PC David Phillips “did not stand a chance” when the vehicle drove directly at him in Wallasey, his chief constable said.
Sir Jon Murphy admitted police had “no idea” who was responsible for the tragedy, but warned the culprits: “We will find you.”
PC Phillips was standing on a central reservation when the Mitsubishi mounted the kerb and hit him at speed before driving off. The stolen vehicle was found abandoned nearby a short time later, police said.
Sir Jon said the 34-year-old officer was with a young colleague who tried to stop the stolen vehicle using a stinger device to puncture its tyres.
“The Mitsubishi vehicle mounted the central reservation, drove directly at the officers down the central reservation and hit Constable Phillips.
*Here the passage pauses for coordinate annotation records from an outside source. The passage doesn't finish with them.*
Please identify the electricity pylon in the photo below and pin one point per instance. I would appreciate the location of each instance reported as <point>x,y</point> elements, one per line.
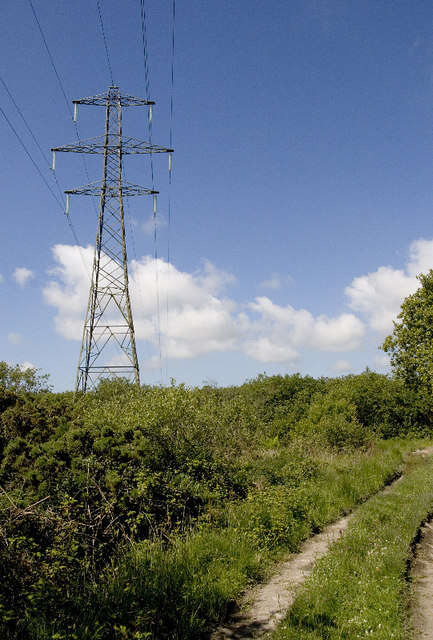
<point>109,328</point>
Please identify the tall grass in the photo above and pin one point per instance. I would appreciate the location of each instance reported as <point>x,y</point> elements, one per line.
<point>359,588</point>
<point>179,590</point>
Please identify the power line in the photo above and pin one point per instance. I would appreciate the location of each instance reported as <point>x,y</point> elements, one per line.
<point>170,169</point>
<point>29,129</point>
<point>145,46</point>
<point>101,22</point>
<point>62,88</point>
<point>34,163</point>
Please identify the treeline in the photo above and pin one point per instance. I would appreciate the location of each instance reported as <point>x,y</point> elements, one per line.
<point>84,482</point>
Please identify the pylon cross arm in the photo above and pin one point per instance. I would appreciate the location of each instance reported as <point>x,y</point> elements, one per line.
<point>112,190</point>
<point>113,144</point>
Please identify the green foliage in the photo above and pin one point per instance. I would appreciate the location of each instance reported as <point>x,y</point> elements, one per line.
<point>410,345</point>
<point>359,589</point>
<point>14,378</point>
<point>203,484</point>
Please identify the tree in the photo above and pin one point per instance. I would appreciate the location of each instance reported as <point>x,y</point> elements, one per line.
<point>15,378</point>
<point>410,345</point>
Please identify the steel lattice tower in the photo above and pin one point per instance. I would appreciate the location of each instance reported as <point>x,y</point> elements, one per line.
<point>109,327</point>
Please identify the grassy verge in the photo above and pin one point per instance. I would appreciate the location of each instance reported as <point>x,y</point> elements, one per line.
<point>179,590</point>
<point>359,589</point>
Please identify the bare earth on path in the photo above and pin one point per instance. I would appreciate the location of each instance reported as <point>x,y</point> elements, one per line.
<point>422,575</point>
<point>267,604</point>
<point>422,595</point>
<point>271,601</point>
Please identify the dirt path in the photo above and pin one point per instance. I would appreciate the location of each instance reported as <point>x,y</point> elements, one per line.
<point>422,574</point>
<point>269,602</point>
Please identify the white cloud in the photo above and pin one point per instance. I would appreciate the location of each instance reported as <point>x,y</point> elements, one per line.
<point>298,328</point>
<point>341,366</point>
<point>274,282</point>
<point>148,226</point>
<point>22,275</point>
<point>69,292</point>
<point>27,365</point>
<point>195,315</point>
<point>379,295</point>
He did not stand a chance,” he said.
Sir Jon appealed for those responsible to do the “sensible thing”.
He admitted the evidence police have is the abandoned car and “nothing else”.
He emphasised the appeal for information, adding: “We have got no idea who has done this.”
PC Phillips was married and he and his wife, Jen, had two girls, Abigail, aged seven, and three-year-old Sophie. He joined Merseyside Police in 2006 and was “popular and held in high regard” by his colleagues.
Sir Jon said Pc Phillips is the first Merseyside Police officer to be killed on duty as a result of a criminal act since 1981 and paid tribute to the bravery of his officers.
“David’s death serves as a reminder of the risks that the men and women of this force and the other forces in the UK face, in serving the public. They come to work, day in day out, knowing the risks they all face.
“But their wives, their husbands, their loved ones and their families expect them to come home at the end of their watch.
“Sadly, David did not and his daughters will have to grow up without their father,” he said.
Merseyside police and crime commissioner Jane Kennedy’s voice broke with emotion as she spoke to dozens of TV crews, reporters and photographers at the press conference at the force HQ in Liverpool. She said: “Police officers are on the front line every single day protecting our communities.
“It’s a dark day when you lose one of our own and it’s a painful reminder of the risks police officers face to keep us all safe.”
Peter Singleton, chairman of Merseyside Police Federation, said: “He was one of the best and will always be missed.”